The Political Side Effects of Tolerating Legal Pot
Attorney General Eric Holder’s recent announcement that the federal government wouldn’t challenge Colorado and Washington state’s ability to implement a legal regulatory system for adult recreational marijuanause marked a tremendous political victory for reform if not a definitive legal victory.
Technically, pot remains illegal across the nation. But Holder went as far as he could under our system of checks and balances.
While the Executive Branch can’t negate the laws made by Congress, the Justice Department found a way to “deprioritize” some of them. Holder told our 93 U.S. Attorneys — who have traditionally enjoyed a wide degree of latitude and deference in deciding how to uphold federal law in their districts — to exercise prosecutorial discretion. They were told to make marijuana enforcement a low priority when those cases don’t violate an eight-point checklist for more serious federal enforcement priorities.
In other words, the authorities don’t have to crack down on marijuana transactions in states where they are legal unless someone is doing something like selling to minors or running a drug cartel. While Holder can urge U.S. attorneys to focus on more serious cases, he can’t legallyorder them to do so. That renders his guidance essentially voluntary. Prosecutors can theoretically enforce any federal law on the books despite what individual states decide.
The handful of prosecutors who have waged a campaign against medical marijuana in California and other western states may continue to legally enforce existing laws if they choose to do so. The political implications, however, are tremendous both at home and abroad.
By tolerating legalization in Colorado and Washington, the federal government is at odds with the UN treaties governing the international drug war. Since the United States used to be the drug war’s chief global advocate, this retreat on marijuana legalization sends a powerful message to the rest of the world.
Many Latin American and European nations have long wanted to overhaul their drug laws but had been afraid of running afoul of the UN’s drug conventions and perhaps triggering U.S. reprisals. Now they have much more political space to consider alternative policies. That could make a difference in Uruguay, which is on the brink of legalizing recreational marijuana.

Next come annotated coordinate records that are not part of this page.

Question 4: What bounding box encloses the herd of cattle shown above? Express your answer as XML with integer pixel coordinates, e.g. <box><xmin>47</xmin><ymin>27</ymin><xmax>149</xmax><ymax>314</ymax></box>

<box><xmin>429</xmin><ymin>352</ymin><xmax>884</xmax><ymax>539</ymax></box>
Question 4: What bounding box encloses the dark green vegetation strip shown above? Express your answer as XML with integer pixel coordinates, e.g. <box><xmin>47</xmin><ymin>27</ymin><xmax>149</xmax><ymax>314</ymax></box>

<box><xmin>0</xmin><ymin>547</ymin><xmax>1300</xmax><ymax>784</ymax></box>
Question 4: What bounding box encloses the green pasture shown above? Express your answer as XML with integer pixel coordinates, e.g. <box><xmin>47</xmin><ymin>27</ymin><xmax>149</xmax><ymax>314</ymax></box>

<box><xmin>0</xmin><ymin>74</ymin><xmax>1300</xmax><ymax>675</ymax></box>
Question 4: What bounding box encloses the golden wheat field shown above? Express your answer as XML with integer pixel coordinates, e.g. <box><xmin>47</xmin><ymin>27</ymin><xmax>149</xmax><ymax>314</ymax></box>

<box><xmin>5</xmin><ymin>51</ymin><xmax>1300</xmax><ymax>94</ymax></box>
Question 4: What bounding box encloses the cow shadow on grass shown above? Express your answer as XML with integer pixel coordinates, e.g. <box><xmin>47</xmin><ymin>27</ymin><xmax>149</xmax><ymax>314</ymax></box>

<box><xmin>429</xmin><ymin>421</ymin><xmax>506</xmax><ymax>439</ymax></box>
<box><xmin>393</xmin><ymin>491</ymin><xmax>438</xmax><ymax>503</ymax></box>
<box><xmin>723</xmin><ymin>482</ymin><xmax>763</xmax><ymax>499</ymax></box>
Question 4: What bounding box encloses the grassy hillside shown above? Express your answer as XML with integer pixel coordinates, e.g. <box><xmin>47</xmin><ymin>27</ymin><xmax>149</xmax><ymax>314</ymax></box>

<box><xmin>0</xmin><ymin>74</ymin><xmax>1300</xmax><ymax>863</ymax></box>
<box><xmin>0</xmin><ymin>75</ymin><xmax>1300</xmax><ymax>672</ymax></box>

Holder has essentially placed a ticking time bomb on the GOP’s doorstep that could detonate during the 2016 presidential elections. Because federal law remains unchanged, the next administration can reverse his guidance on a whim and resume the war on pot.
All Republican candidates will be asked during the primaries where they stand on this key issue and any answer they can give will infuriate at least one of the GOP’s powerful factions. A nascent civil war is brewing between the social conservative and the libertarian wings of the party. Neither faction is known for compromising so this question can become a powerfully divisive wedge issue that could accelerate and exacerbate the GOP’s civil war. Whichever side wins, it will send the nominee into the 2016 election bleeding from the fight.
While it’s unlikely that 2016 politics figured into Holder’s decision, this issue isn’t going away. More than half of the nation’s population lives in jurisdictions where marijuana is legal for medical use.
The GOP could avoid this showdown by working with Democrats to change the federal law before the primary season, although committing an act of bipartisanship could be seen as betrayal by the far right.
The GOP is stranded in a very dangerous minefield on reproductive rights, immigration, LGBT rights, and its marijuana policy. The older voters who tended to support the culture wars are aging out and younger voters tend to find those old wedge issues irrelevant, if not offensive.
Regardless of how this plays out with the U.S. Attorneys, the political implications of Holder’s guidance could shape the next presidential election and help unleash a period of drug policy “glasnost” around the world.